FASB’s motive for rattling the status quo stems in part from the board’s effort to make simplicity a virtue. Adherence to a “basic ownership” principle defines equity as an instrument with two fundamental traits: it represents the most subordinated interest in an entity and it entitles the owner to share the entity’s net assets after all higher priority claims have been paid. Owners of the equity are viewed as owners of the underlying company. Adopting a consistent “basic ownership” principle across all accounting standards in advance of convergence between U.S. and international standards turned a spotlight on preferred stock and other equity-like instruments.
An even closer look by Professor Charles Mulford and his compatriots at the Georgia Tech Financial Lab concurs. They report that the basic ownership approach “would simplify greatly the classification problems that can arise” when instruments comprise liabilities and equity. “It would also reduce or eliminate a certain gamesmanship that can arise when issuers structure agreements to gain equity classification for claims that are senior to those of the basic owners.”
Using Compustat’s definition of shareholders’ equity that includes redeemable and non-redeemable preferred stock, impact varied widely. Shareholders’ equity at MTM Technologies would vanish – and then some. Reclassification would erase 26 percent from shareholders’ equity at Strategic Hotels and Resorts, and 18 percent from Schering Plough. The median decline in shareholders’ equity would top 6 percent, not fun to explain to shareholders.
Bad news would buffet the information technology sector. An increase in total liabilities would jump by nearly 19 percent, a resulting ratio of liabilities to shareholders’ equity would zoom by more than 78 percent and pre-tax income would slide by 13 percent. But financials would take an even worse 16 percent blow in pretax income adjusted to include preferred dividends in interest expense.
Five companies would register steep declines in pretax income, led by 69 percent at Strategic Hotels and Resorts, or followed by a 37 percent decline at Pharsight Corp, a maker of software products for drug companies.
Not everyone agrees so much pain is warranted. Former FASB board member Ed Trott lobbies instead for an “owner-settlement” approach that classifies preferred stock based on the nature of its fixed-income return and settlement requirements in front of equity. Bottom line, preferred stock would remain with shareholders’ equity. The case for ownership settlement rests on three legs, writes Trott in his comment letter:
• An enterprise-wide perspective on cash flow, dilution, liquidity and solvency.

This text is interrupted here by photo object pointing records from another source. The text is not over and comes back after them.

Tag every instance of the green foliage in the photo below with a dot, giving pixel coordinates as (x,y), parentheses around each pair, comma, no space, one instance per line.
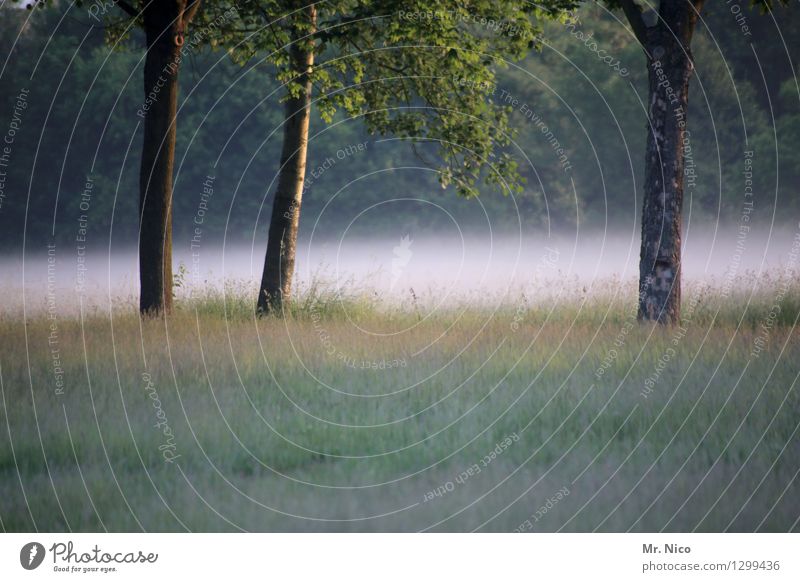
(403,71)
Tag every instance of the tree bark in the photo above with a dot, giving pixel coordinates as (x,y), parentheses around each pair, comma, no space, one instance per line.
(670,67)
(276,280)
(164,23)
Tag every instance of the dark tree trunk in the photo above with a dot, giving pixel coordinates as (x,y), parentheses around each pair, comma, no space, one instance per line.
(670,67)
(276,281)
(164,28)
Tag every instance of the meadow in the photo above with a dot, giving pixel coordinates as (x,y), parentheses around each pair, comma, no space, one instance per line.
(535,412)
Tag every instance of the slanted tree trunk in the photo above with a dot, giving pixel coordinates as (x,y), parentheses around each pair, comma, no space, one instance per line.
(670,66)
(276,281)
(164,23)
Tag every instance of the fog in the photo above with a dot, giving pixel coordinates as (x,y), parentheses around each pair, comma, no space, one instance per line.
(451,268)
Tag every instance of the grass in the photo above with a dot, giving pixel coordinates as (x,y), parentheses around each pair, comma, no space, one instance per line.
(560,413)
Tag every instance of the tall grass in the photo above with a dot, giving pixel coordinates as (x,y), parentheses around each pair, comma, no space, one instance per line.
(357,413)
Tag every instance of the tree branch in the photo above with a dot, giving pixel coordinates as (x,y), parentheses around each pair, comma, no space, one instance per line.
(634,15)
(128,8)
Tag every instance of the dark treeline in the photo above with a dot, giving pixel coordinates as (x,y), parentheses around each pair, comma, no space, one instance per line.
(72,168)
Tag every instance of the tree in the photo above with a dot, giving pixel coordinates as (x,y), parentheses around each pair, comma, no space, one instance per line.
(417,73)
(165,25)
(667,46)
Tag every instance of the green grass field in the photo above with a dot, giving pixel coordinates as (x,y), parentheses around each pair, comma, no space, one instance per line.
(562,414)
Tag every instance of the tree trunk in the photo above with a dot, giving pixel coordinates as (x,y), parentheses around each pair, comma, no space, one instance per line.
(276,281)
(164,34)
(670,67)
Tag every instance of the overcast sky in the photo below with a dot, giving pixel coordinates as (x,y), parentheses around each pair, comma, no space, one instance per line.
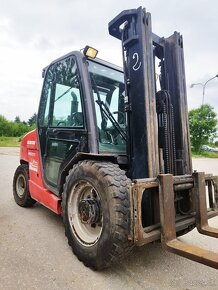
(33,33)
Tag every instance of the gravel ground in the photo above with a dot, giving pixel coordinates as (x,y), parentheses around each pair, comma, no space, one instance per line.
(34,253)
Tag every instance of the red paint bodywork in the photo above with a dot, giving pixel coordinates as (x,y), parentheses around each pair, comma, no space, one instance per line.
(30,153)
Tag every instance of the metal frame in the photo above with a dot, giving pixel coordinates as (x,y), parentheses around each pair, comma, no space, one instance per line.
(167,229)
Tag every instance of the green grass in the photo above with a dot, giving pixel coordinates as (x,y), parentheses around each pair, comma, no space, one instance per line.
(10,141)
(205,154)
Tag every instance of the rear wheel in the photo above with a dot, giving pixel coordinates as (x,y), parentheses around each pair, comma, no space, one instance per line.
(96,213)
(21,187)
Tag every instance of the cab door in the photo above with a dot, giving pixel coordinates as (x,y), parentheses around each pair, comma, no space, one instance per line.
(61,120)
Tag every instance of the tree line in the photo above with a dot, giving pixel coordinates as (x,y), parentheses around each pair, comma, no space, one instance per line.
(16,128)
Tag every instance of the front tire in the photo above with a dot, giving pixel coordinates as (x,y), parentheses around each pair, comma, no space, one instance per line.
(96,213)
(21,187)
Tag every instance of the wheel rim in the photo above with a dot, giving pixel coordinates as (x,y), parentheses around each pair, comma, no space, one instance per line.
(87,232)
(20,185)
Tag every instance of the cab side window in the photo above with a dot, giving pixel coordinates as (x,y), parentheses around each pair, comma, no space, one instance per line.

• A contention that the FASB overstates the simplicity of “basic ownership.”
• Absence of an operational definition of liability imposes a more difficult challenge on “basic ownership.”
Beyond results limited to accounting spreadsheets, reclassification in the interest of clarifying accounting risk might have an unintended, ironic result: increased real risk. If companies encumbered with preferred stock elect to retire it and issue some other security, or merely pay lawyers to rewrite covenants, related transaction costs would siphon income. To the extent those transaction costs and fees punish earnings, some shareholders might yearn for the riskier old days.